How can we do better? Making the Case for Civic Online Reasoning
This morning I attended a great webinar from Illinois Civics Hub that brought in the Stanford History Education Group (SHEG) to highlight new Civic Online Reasoning tools. Dr. Joel Breakstone, Director of SHEG, opened with an exercise that involved a video of a student, a history professor, and a fact-checker approaching some online pieces on the minimum wage and assessing the readings and sources. Spoiler: Despite our touted work to train students to think like historians, the fact-checker did much better than the history professor. Much better. The fact-checker traced the source of the article in 51 seconds; the history professor took 220 seconds. The student came in third.

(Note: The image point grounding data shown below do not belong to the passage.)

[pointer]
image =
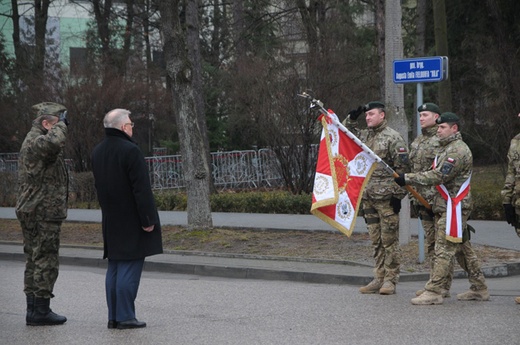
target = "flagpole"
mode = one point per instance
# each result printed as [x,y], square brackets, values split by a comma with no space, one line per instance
[318,104]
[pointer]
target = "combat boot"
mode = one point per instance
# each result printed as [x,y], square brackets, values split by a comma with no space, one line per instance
[428,298]
[470,295]
[372,287]
[388,288]
[43,315]
[30,308]
[445,293]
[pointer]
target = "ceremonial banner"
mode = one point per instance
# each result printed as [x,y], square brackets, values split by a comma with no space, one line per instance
[342,171]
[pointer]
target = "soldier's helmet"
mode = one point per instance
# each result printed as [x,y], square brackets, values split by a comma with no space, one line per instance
[434,108]
[374,105]
[48,108]
[448,117]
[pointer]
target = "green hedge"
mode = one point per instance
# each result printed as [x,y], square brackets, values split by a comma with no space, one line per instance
[485,188]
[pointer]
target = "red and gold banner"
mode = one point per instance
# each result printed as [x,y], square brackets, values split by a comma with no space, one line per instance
[342,171]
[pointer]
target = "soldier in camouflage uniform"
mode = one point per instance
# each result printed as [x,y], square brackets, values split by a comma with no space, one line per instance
[511,191]
[452,173]
[41,207]
[422,153]
[381,201]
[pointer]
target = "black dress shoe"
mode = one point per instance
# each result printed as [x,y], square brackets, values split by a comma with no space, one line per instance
[130,324]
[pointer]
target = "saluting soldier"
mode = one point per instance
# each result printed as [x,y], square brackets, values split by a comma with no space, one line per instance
[451,174]
[41,207]
[381,201]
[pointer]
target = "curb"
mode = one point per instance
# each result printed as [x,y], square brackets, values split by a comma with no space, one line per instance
[226,271]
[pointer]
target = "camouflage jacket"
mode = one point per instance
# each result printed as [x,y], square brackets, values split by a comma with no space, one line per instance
[422,153]
[390,146]
[511,191]
[42,175]
[454,167]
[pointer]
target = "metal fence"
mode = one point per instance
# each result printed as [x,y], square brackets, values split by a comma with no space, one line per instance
[230,169]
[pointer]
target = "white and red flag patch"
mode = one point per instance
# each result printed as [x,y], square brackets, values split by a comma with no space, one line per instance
[342,171]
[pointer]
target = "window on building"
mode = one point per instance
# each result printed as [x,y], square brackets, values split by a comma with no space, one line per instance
[78,61]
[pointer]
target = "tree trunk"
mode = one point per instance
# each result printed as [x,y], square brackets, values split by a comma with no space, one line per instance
[441,45]
[180,70]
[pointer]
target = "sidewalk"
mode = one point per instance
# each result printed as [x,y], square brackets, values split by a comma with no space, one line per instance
[498,234]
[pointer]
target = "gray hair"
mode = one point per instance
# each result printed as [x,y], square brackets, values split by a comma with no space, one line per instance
[115,118]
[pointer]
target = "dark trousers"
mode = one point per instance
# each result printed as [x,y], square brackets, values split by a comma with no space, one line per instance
[121,285]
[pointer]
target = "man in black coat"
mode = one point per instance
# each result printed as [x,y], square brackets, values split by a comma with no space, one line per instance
[131,227]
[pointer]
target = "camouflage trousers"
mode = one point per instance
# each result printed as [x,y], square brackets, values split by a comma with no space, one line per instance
[383,229]
[41,246]
[446,252]
[428,224]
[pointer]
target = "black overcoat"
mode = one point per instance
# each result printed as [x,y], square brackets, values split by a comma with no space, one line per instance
[126,199]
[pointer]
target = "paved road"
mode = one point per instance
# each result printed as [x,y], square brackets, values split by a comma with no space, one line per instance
[493,233]
[186,309]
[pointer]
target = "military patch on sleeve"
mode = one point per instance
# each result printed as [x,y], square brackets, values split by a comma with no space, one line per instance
[446,167]
[403,155]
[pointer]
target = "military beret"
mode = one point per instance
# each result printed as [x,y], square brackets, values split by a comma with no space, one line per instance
[448,117]
[434,108]
[374,105]
[48,108]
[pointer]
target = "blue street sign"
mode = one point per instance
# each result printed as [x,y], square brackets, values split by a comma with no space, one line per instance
[421,70]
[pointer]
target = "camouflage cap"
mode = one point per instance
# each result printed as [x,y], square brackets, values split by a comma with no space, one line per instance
[434,108]
[448,117]
[374,105]
[48,108]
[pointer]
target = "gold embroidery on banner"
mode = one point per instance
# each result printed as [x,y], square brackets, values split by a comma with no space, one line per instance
[321,185]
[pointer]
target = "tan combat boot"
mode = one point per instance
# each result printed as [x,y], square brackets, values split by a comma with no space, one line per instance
[470,295]
[445,293]
[388,288]
[372,287]
[428,298]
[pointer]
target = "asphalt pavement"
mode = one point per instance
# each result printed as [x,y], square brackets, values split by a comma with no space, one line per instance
[498,234]
[198,299]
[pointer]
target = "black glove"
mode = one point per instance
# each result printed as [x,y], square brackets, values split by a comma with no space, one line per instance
[510,214]
[354,114]
[396,204]
[63,118]
[400,180]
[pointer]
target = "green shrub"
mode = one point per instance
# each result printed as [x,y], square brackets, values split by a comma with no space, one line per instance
[486,184]
[167,200]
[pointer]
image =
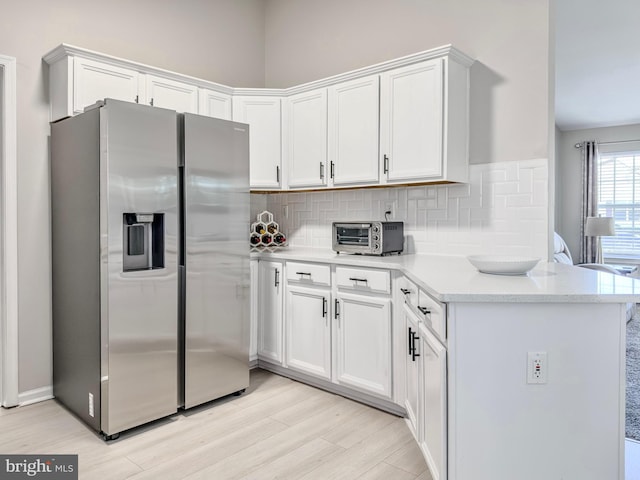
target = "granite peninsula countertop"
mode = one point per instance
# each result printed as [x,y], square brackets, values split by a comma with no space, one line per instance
[451,278]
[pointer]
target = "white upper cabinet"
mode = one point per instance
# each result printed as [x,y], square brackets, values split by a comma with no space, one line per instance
[262,113]
[353,132]
[96,81]
[424,122]
[306,139]
[167,93]
[399,122]
[411,126]
[214,104]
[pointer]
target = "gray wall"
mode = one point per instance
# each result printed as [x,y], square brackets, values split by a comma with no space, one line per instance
[309,39]
[220,40]
[569,175]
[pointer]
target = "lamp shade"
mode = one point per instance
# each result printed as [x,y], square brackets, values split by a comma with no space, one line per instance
[599,227]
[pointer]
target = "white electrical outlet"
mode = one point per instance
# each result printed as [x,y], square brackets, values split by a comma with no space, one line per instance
[537,367]
[388,207]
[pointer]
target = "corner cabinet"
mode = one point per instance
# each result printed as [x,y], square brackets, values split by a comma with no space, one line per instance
[353,132]
[424,122]
[305,127]
[308,319]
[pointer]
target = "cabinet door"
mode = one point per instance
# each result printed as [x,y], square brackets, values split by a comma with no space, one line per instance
[95,81]
[308,331]
[214,104]
[270,311]
[353,131]
[411,123]
[363,341]
[434,419]
[262,113]
[178,96]
[413,357]
[306,131]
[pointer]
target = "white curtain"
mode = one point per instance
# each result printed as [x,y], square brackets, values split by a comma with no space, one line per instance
[588,245]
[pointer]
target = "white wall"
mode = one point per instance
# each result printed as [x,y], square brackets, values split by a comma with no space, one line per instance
[569,175]
[220,40]
[510,105]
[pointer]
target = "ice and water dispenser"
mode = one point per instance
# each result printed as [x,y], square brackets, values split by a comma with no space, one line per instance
[142,241]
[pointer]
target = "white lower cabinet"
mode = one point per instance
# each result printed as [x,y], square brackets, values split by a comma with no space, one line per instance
[363,343]
[413,372]
[270,311]
[433,441]
[308,331]
[253,316]
[425,384]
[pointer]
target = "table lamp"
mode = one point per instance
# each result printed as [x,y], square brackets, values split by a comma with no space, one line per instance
[599,227]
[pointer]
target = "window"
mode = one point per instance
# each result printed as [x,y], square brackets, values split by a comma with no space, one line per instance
[619,197]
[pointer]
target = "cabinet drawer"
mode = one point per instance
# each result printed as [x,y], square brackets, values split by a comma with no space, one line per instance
[364,280]
[407,291]
[435,315]
[308,273]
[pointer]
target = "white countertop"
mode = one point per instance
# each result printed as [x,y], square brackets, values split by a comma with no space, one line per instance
[450,278]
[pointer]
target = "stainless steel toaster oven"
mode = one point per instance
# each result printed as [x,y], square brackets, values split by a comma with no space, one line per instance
[368,238]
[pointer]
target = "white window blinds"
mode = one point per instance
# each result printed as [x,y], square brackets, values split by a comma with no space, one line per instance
[619,197]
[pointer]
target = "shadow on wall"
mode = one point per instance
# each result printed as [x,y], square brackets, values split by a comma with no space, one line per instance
[483,82]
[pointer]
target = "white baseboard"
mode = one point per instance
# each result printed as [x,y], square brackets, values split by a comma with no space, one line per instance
[36,395]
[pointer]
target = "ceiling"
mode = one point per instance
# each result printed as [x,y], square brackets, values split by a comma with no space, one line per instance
[597,63]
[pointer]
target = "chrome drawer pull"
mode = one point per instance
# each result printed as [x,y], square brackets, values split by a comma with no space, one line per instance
[364,280]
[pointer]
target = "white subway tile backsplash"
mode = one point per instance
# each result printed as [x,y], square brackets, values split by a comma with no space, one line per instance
[502,210]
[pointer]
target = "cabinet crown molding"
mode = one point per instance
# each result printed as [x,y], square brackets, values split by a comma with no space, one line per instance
[65,50]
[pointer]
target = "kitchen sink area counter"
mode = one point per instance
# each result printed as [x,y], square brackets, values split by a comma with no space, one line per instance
[485,368]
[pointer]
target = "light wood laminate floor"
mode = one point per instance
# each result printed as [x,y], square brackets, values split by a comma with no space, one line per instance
[278,429]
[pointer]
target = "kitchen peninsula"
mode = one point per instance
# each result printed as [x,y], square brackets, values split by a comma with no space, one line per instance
[469,387]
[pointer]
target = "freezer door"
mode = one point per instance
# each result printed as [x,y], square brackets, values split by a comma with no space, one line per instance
[216,257]
[138,220]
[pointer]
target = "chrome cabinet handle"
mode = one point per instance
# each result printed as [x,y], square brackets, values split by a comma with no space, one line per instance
[414,354]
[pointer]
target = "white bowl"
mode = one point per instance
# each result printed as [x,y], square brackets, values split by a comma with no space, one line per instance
[502,264]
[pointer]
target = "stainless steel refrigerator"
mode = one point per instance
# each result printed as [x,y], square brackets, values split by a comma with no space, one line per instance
[150,213]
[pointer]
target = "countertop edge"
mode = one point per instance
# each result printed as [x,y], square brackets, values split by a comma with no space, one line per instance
[395,263]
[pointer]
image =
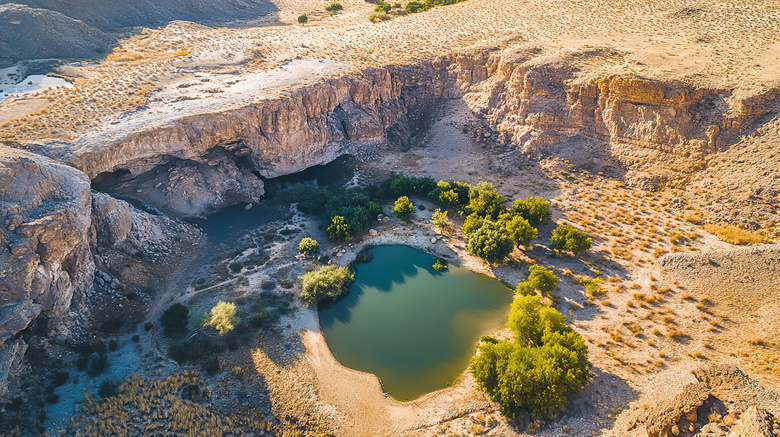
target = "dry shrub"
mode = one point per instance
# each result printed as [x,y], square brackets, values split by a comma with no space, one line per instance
[736,235]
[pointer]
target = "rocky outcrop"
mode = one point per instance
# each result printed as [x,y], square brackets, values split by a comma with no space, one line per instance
[44,258]
[30,33]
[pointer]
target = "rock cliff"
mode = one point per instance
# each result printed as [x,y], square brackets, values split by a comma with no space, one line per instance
[45,258]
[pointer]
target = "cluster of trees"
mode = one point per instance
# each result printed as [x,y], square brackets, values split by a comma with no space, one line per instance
[346,214]
[327,283]
[536,372]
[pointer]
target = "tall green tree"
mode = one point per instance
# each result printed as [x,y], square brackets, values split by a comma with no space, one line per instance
[490,242]
[403,208]
[539,278]
[520,231]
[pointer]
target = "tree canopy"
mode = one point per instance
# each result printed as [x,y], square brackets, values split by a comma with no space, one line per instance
[533,209]
[538,371]
[490,242]
[328,282]
[403,208]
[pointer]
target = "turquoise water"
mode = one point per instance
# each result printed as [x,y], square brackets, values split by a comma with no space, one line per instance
[413,327]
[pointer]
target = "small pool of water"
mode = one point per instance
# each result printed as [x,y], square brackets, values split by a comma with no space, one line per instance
[411,326]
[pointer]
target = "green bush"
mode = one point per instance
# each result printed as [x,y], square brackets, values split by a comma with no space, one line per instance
[441,265]
[536,373]
[328,282]
[403,208]
[338,230]
[490,242]
[222,317]
[471,224]
[308,246]
[174,320]
[485,201]
[570,239]
[520,231]
[533,209]
[441,221]
[539,278]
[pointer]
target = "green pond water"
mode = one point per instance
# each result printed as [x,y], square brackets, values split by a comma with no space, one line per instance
[413,327]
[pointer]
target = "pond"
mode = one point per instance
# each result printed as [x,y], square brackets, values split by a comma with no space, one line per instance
[411,326]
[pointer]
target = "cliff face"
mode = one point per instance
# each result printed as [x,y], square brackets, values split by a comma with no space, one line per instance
[45,258]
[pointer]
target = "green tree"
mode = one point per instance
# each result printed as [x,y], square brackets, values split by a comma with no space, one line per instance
[533,209]
[222,317]
[536,373]
[403,208]
[338,230]
[329,282]
[520,231]
[530,319]
[471,224]
[570,239]
[539,278]
[485,201]
[490,242]
[441,221]
[308,246]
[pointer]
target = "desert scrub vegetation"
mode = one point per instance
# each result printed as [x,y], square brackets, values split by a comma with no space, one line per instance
[308,246]
[736,235]
[567,238]
[535,373]
[539,279]
[403,208]
[177,405]
[326,283]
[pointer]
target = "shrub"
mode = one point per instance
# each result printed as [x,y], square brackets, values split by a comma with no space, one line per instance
[441,265]
[222,317]
[490,242]
[533,209]
[108,389]
[308,246]
[174,320]
[403,208]
[441,221]
[520,231]
[485,201]
[471,224]
[536,372]
[211,366]
[570,239]
[338,230]
[539,278]
[736,235]
[329,282]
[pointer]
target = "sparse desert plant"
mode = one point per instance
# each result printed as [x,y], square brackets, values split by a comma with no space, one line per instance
[570,239]
[222,317]
[736,235]
[308,246]
[442,222]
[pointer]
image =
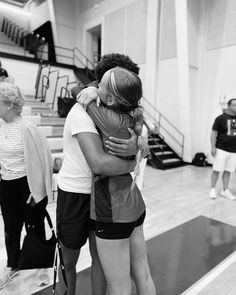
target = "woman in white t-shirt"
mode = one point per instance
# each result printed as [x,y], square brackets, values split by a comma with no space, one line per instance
[26,176]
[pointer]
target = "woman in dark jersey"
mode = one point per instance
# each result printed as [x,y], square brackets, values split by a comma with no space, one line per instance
[117,206]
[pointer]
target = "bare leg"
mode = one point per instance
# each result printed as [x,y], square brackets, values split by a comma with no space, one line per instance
[98,279]
[139,263]
[70,257]
[214,178]
[115,259]
[225,179]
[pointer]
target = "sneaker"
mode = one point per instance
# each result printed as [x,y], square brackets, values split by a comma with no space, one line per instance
[7,275]
[227,194]
[212,193]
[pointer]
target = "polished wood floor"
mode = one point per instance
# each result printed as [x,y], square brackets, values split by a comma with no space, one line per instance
[172,197]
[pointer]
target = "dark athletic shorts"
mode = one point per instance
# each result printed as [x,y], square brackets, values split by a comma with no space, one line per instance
[117,230]
[73,222]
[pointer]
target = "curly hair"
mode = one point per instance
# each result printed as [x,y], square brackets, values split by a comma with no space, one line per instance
[126,88]
[109,61]
[11,95]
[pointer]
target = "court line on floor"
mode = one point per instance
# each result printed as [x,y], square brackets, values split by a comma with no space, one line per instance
[211,275]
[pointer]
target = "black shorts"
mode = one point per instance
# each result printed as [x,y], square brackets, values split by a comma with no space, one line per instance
[117,230]
[73,222]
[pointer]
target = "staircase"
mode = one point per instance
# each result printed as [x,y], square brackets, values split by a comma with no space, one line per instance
[165,141]
[10,47]
[162,156]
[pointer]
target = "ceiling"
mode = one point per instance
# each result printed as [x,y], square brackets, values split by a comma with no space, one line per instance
[18,3]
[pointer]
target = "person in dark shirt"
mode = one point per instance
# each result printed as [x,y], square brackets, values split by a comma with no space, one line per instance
[3,73]
[223,149]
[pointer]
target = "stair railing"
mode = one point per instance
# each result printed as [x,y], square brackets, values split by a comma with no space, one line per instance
[170,134]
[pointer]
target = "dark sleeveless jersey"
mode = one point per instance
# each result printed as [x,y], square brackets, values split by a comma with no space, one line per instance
[111,197]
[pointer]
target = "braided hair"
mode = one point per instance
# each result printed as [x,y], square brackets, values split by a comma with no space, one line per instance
[126,88]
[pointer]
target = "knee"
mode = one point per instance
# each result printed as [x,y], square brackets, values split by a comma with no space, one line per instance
[119,288]
[69,264]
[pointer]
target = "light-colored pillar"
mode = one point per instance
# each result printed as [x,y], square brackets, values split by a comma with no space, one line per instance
[181,12]
[152,50]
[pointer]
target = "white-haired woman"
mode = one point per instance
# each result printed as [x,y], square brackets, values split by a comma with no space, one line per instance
[26,175]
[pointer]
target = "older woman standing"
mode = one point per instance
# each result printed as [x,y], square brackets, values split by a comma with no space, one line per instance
[26,175]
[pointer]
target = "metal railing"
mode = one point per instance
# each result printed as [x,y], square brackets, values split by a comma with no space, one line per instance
[34,44]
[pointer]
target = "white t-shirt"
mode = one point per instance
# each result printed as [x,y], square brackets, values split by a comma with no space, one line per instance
[75,175]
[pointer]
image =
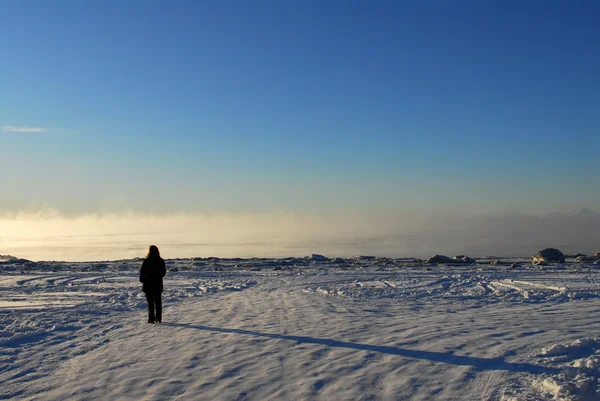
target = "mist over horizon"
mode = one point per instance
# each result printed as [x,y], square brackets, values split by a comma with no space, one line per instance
[231,129]
[51,235]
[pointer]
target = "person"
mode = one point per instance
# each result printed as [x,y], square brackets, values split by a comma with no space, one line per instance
[151,274]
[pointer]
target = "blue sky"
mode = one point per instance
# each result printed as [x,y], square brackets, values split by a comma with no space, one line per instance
[307,106]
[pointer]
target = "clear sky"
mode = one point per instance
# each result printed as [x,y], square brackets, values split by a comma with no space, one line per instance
[299,106]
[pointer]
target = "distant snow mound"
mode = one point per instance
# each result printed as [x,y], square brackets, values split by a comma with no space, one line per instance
[449,260]
[464,259]
[7,258]
[548,255]
[318,258]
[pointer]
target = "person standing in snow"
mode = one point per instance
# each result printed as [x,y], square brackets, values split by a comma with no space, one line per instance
[151,274]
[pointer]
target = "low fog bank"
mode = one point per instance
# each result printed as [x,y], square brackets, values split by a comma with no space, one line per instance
[52,236]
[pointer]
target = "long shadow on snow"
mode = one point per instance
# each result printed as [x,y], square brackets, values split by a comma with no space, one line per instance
[481,363]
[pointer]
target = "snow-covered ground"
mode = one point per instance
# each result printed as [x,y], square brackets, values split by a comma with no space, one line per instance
[301,329]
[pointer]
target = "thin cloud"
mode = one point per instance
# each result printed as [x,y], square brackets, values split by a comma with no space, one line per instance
[28,130]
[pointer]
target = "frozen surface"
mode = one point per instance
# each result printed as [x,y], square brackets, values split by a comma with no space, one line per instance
[301,329]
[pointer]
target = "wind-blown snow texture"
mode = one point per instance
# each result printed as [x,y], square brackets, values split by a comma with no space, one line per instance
[301,329]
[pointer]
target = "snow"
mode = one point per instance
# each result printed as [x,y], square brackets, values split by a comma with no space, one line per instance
[363,328]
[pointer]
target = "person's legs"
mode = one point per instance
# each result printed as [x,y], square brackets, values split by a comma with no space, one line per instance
[158,301]
[150,299]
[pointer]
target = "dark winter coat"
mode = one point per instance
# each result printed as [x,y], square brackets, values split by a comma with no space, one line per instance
[151,274]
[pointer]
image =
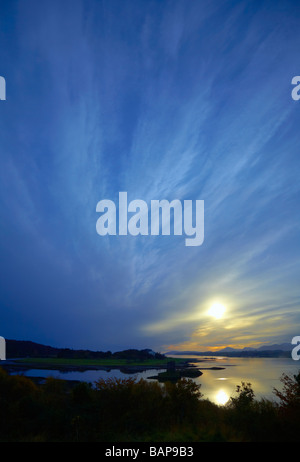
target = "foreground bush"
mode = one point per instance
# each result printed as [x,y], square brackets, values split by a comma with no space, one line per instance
[127,410]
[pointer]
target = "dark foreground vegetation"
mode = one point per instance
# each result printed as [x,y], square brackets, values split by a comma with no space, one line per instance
[132,411]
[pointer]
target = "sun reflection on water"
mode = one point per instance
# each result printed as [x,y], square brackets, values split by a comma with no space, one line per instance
[221,397]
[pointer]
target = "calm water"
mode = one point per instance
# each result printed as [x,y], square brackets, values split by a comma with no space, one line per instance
[216,385]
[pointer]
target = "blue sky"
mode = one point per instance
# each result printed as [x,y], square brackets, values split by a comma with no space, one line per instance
[164,100]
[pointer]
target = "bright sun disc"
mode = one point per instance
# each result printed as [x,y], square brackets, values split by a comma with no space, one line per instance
[217,310]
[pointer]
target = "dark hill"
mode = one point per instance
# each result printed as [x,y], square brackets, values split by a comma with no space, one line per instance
[26,348]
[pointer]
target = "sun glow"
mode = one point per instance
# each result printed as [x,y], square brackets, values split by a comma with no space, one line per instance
[222,397]
[217,310]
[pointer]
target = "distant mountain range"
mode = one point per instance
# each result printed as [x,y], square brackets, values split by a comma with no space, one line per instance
[275,350]
[27,348]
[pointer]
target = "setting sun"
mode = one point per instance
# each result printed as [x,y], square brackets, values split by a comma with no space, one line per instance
[217,310]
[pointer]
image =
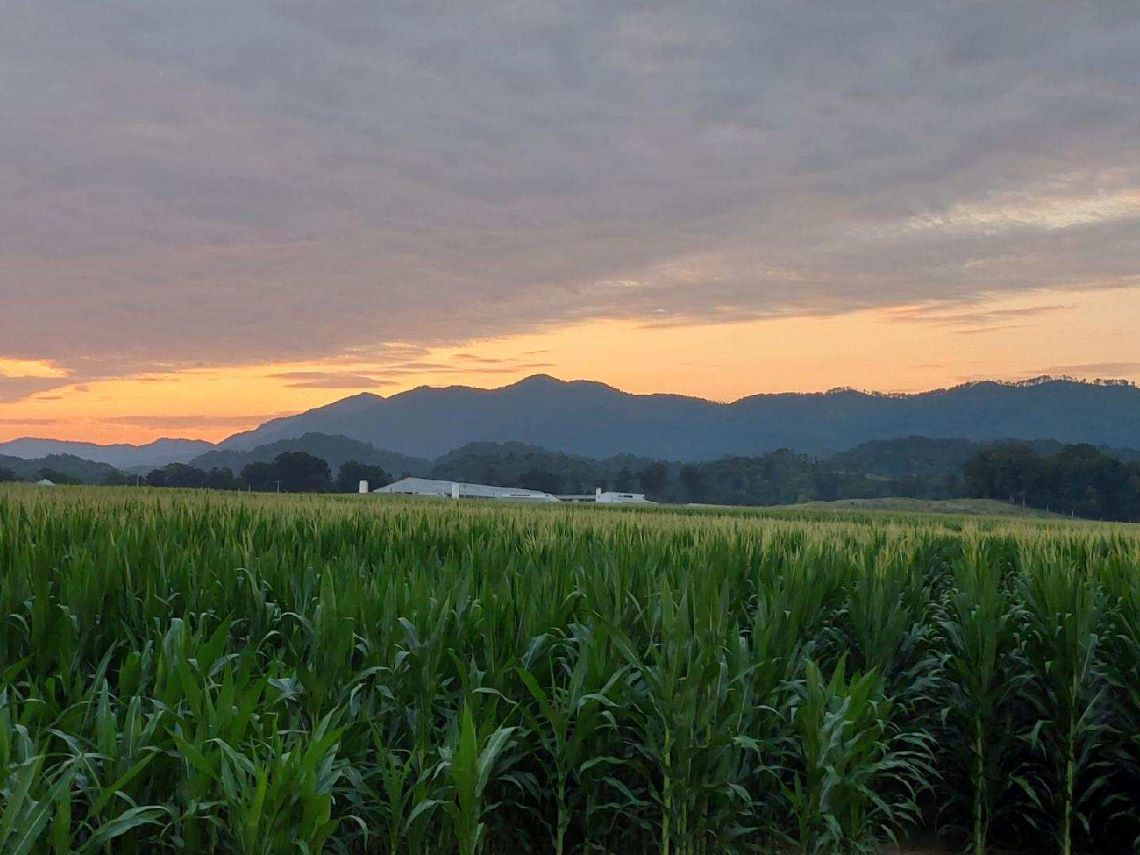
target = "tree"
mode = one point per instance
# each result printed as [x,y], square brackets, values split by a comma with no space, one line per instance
[352,473]
[300,472]
[222,479]
[259,475]
[117,478]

As a professor of history, I have to admit my first response was to think, ouch. But of course, the work we do with print sources is different, and perhaps more importantly, even though we talk a lot (a lot!) about how reading and thinking like a historian translates into the real world and serves our students when it comes to media savvy, we don’t often bring actual news literacy, media literacy, or civic online reasoning into our classes. We assume that students will absorb these skills from that sourcing step we use when we engage in work with primary documents. No doubt, too, we believe that we are adept at interrogating bias, perspective, and credibility to ferret out motives in all that we read and absorb. I know I do: literally sometimes I stop and think, I am asking this question because I am trained as a historian, and I know that my history degree(s) have made me a more critical reader of all I consume. As the number of history majors has declined nationwide, departments throughout the country, including mine, have touted the ways that “reading like a historian skills” and the critical thinking that our major offers not only builds real-world skills but makes our majors marketable. (Side note: this IS true, and a history major is an incredibly useful major, as a recent American Historical Association article demonstrates.)
But we can also pause to ask, how can we do this better? This morning stopped me short a bit – in a good way. It has me thinking about how I work with primary documents in my college classroom and with my preservice teachers in thinking about their own classrooms. It also leaves me seeing the value of the Educating for American Democracy Roadmap (EAD) in a new way, highlighting how this integration of civics and history can build critical thinking – the civic online reasoning that SHEG envisions – better for both disciplines, and perhaps especially for history.
Moving forward, I will be paying more explicit attention to news literacy in my history classroom, and I will push my preservice teachers to better connect history to civic reasoning. SHEG’s Civic Online Reasoning curriculum refers to lateral reading, describing how fact-checkers leave one website to check what other digital sources have to say about it. This is not an altogether different exercise than the sourcing that we do with primary documents, where we ask about our author, their motivation, their bias, their credibility, their audience, and intent. But we don’t often say things – or show things – that demonstrate the way that one (reading like a historian) trains us for the other (reading like a fact-checker in a digital world, one where fake news abounds). So perhaps the next time I use multiple documents to ask students to determine what really happened in Boston in March 1770–and how we know what we know with any certainty–I could design a lateral reading type exercise that has students investigate our authors and kinds of sources. And I could explicitly remind them of the way that lateral reading works in the “real” world. In short: I want to work harder to create continuity and connections between these two kinds of reading and reasoning because the connections are there to make. Students in my history classes frequently invoke the term “biased” when we talk about past sources – this is an invitation to me to ask follow-up questions, such as how do we observe and recognize bias in sources, past and present.
Finally, I am reminded of the value of interdisciplinary collaboration. In middle and high school social studies departments, that might come naturally, and the EAD roadmap creates all kinds of opportunities for such work and thought. One place comes in the civic participation theme, which for grades 9-12 includes this: “Analyze the past and present role of the media in shaping civic participation, including the importance of using credible sources.” The EAD Roadmap isn’t designed for us in higher education (though it stresses how folks like me should work to prepare future social studies teachers, and many of us in higher education are in that business), but maybe we can look to it, too, as an inspiration to step outside the silos of our departments and disciplines to ask how students are making connections, and how we can build a better understanding. In this, perhaps, both students and historians can catch up to the fact-checkers.